Red Hat announced the next version of the OpenStack Platform and OpenShift service, which is being rebranded together as Red Hat OpenStack Services on OpenShift. This release marks a tighter integration between Red Hat OpenShift and Red Hat OpenStack Platform, which is something the company has been working on for the past few years.

According to Red Hat, there are a number of benefits that come with this merging. It will offer greater flexibility, as customers will be able to run bare-metal, virtualized, and containerized applications together. 

It includes a new control plane for “deploying and managing an OpenStack control plane as Kubernetes-native pods,” the company explained. 

New dashboards will provide more visualizations that integrate into the OpenShift Observability UI, or users can create their own dashboards. 

It also offers security features like encrypted communications across services, an encrypted memory cache, and role-based access controls. 

Red Hat OpenStack Platform 17.1 will be the last release under that single name, and will be supported through 2027. 

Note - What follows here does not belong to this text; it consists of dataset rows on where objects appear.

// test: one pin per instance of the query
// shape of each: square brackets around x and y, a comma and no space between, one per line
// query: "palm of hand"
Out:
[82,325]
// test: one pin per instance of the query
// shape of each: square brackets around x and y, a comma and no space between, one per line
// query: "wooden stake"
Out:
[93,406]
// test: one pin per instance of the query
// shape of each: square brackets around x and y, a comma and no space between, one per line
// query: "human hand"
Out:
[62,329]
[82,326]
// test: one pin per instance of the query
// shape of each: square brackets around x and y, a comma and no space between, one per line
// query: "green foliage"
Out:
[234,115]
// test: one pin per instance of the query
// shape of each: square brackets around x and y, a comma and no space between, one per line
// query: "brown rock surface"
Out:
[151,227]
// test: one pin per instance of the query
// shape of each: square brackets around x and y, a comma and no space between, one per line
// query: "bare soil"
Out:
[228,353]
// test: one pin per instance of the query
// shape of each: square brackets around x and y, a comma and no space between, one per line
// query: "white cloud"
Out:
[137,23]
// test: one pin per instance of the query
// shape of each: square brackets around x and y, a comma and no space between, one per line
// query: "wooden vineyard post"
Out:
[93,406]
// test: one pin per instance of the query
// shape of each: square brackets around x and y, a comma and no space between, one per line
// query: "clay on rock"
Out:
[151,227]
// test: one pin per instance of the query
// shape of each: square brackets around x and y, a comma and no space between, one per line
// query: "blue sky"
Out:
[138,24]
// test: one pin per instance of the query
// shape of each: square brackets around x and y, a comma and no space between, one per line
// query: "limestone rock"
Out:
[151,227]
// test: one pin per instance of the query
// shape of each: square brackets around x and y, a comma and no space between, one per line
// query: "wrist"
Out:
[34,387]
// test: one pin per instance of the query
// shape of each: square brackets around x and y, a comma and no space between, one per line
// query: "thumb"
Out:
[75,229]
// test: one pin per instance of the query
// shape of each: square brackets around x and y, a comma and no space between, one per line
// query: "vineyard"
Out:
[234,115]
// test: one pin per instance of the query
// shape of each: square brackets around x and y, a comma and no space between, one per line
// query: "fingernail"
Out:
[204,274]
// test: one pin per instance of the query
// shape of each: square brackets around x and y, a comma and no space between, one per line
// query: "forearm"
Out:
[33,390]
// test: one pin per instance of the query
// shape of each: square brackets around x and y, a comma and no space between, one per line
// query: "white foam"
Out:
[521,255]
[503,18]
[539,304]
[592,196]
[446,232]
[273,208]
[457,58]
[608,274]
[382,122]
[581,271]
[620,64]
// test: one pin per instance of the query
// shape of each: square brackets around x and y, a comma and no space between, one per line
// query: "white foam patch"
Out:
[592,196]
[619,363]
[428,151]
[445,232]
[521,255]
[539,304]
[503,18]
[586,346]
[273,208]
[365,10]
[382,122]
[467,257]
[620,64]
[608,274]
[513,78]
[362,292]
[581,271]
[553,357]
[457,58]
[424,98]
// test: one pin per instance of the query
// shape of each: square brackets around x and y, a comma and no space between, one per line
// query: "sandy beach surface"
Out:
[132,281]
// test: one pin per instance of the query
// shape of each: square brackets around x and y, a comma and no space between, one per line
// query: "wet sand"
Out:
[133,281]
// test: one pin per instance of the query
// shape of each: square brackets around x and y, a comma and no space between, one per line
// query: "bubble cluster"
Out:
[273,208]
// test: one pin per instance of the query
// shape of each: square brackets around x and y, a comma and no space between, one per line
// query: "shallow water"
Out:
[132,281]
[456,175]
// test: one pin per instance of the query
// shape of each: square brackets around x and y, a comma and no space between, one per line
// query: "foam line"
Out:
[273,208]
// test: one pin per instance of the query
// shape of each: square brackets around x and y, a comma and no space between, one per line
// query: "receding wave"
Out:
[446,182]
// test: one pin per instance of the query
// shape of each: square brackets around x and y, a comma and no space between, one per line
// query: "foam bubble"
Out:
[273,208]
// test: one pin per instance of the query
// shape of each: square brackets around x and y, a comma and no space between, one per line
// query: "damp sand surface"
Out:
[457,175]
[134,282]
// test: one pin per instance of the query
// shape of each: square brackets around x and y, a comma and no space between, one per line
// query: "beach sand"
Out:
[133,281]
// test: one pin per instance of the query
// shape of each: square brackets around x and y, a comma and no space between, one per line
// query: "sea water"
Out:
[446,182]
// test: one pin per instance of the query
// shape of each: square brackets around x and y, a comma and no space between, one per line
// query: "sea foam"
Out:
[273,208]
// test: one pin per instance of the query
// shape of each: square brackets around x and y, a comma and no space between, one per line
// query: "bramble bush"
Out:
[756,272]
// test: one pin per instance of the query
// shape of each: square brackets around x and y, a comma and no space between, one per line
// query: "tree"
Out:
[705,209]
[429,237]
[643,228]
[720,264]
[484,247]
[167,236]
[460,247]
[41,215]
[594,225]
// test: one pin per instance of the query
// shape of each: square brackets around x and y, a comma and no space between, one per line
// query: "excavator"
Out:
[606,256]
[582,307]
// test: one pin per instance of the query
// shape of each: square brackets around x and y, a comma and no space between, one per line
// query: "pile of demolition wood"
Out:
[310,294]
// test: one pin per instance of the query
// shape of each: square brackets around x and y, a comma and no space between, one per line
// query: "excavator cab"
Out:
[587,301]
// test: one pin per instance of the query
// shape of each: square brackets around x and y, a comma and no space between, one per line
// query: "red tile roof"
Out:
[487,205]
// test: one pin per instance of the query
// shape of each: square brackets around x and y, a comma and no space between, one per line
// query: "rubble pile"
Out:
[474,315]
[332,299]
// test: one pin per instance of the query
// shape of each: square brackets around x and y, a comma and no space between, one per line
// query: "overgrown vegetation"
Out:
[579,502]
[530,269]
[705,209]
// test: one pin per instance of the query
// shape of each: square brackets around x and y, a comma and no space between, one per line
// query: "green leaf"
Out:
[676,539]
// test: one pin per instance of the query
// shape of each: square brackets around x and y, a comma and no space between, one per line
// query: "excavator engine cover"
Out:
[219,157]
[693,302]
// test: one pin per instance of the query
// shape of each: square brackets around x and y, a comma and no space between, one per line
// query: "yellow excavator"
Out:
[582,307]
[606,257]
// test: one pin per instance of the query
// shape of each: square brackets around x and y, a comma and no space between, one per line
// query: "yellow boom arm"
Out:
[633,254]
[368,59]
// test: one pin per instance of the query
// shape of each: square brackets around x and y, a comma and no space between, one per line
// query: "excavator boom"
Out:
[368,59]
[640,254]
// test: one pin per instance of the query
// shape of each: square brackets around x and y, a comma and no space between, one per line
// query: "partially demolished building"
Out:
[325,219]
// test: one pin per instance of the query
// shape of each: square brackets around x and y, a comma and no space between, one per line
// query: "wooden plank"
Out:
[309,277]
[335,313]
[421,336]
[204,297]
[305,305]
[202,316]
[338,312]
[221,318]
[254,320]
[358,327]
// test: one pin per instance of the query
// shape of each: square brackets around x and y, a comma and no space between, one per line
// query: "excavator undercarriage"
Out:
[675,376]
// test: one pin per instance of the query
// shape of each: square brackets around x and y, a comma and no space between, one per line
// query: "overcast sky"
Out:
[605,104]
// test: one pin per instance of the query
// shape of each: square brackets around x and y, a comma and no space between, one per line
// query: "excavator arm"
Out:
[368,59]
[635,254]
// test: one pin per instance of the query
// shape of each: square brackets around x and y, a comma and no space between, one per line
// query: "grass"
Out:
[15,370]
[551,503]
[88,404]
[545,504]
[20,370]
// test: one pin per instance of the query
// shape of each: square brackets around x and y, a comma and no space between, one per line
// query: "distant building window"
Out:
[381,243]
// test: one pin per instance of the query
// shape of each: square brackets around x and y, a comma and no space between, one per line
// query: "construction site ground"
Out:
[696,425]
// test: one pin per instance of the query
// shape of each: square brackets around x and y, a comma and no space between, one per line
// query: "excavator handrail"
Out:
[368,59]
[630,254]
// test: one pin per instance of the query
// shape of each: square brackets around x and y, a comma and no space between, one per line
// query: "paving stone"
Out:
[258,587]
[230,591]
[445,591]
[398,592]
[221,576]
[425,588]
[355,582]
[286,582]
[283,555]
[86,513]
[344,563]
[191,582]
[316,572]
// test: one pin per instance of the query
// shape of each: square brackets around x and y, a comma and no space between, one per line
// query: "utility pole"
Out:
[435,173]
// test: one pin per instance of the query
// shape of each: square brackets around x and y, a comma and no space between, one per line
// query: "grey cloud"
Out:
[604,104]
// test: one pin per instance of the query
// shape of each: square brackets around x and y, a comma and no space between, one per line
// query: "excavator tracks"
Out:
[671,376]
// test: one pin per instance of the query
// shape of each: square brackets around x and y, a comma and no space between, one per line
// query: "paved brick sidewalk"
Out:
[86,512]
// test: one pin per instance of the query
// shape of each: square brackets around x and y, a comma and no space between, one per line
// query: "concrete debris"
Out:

To migrate over, customers will simply need to deploy their controller to OpenShift to take over the compute resources, which does not require redeploying running workloads. 

“Red Hat is providing our OpenStack customers a path toward future proofing their existing investments. With Red Hat OpenStack Services on OpenShift, organizations can realize easier installation, lightning-fast deployments and unified management from the core to the edge – three major enhancements that came directly from customer feedback,” Sean Cohen, director of product management in hybrid platforms at Red Hat, wrote in a blog post.